Sam cut in. ‘Stunts are well and good but I came here to do something.' There was silence, only the fire and a bird
disturbing the trees. And then she said, ‘It's time we cut the fence.'

It was as if she'd suggested setting someone alight. A chorus started up immediately, but Sam wasn't swayed and only raised her voice louder, ‘Look at the ANC. They could only use non-violence for so long.'

‘We're not the ANC, their human rights are being violated.'

‘So are ours. The first human right is to live, isn't it?'

‘Cutting the fence is an act of violence,' said a middle-aged woman in a snood arranged so that only her face was visible, like a nun's from her wimple.

‘They're planning to put ninety-six nuclear missiles in there in a year's time and we're worried about cutting holes in some wire meshing. This is mad.' Sam shook her head, confounded.

‘We're non-violent witnesses,' said the snood lady.

Everyone was talking over each other. The only one looking settled was Di, who sat knitting, the firelight playing on her round face.

Sam raised her voice. ‘This is a resistance camp, we're involved in a struggle.'

‘Shouldn't Jean do something?' I said to Rori as the voices grew louder still.

‘She's not the chairwoman, there's no hierarchy.'

‘Cutting the fence is a criminal act,' repeated the lady in the snood.
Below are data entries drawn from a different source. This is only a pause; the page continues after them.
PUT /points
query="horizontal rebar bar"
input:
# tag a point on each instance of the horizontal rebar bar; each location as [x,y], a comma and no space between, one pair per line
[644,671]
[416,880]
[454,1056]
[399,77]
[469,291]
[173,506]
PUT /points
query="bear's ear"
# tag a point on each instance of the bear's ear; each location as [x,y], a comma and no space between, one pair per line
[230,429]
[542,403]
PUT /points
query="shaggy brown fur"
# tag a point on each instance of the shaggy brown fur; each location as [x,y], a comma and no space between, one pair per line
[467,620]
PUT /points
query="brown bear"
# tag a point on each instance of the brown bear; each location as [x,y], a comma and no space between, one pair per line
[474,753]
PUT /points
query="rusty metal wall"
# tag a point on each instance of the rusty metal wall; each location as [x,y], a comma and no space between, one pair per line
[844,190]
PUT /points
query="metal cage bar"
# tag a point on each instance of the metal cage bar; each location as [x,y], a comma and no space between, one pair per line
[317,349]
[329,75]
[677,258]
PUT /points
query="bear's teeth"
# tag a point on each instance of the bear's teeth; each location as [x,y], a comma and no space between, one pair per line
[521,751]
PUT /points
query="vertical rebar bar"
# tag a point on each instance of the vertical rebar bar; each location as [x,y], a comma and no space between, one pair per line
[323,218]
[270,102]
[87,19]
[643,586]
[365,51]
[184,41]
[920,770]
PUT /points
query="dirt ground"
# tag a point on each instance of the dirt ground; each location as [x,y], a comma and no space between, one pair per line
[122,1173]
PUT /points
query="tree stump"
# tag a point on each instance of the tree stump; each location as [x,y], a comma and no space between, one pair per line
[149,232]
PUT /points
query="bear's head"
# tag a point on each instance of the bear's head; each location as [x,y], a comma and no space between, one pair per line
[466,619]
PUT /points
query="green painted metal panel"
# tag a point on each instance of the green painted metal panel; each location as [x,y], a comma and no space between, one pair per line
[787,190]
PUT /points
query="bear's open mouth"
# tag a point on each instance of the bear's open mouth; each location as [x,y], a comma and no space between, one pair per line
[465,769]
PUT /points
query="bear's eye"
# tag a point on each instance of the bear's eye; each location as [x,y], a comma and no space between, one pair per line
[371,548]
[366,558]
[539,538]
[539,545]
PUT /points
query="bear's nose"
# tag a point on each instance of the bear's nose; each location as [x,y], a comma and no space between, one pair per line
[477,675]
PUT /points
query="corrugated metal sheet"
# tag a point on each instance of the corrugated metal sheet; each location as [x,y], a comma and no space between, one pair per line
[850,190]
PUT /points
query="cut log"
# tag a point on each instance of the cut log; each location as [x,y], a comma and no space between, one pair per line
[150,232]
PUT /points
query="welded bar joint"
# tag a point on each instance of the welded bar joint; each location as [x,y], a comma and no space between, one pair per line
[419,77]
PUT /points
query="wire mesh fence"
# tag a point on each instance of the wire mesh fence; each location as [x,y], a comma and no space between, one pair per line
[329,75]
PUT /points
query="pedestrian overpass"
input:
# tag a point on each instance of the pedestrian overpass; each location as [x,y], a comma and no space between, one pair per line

‘I'm not going back to Holloway,' said a small woman, her black eyes darting fretfully around. ‘I can't go there again.'

‘You don't have to, Petra,' said her neighbour, a big woman in an even bigger cardigan.

‘You don't know what it's like,' Petra looked tearful. The woman wrapped an arm around her. I'd lit a new cigarette but it kept going out before I'd had a chance to inhale. Anyway I was taking in more smoke from the fire because somehow I'd managed to sit in the wrong place again. ‘It's horrible,' said Petra before disappearing back into the woman's armpit, like a mouse into a woolly hole.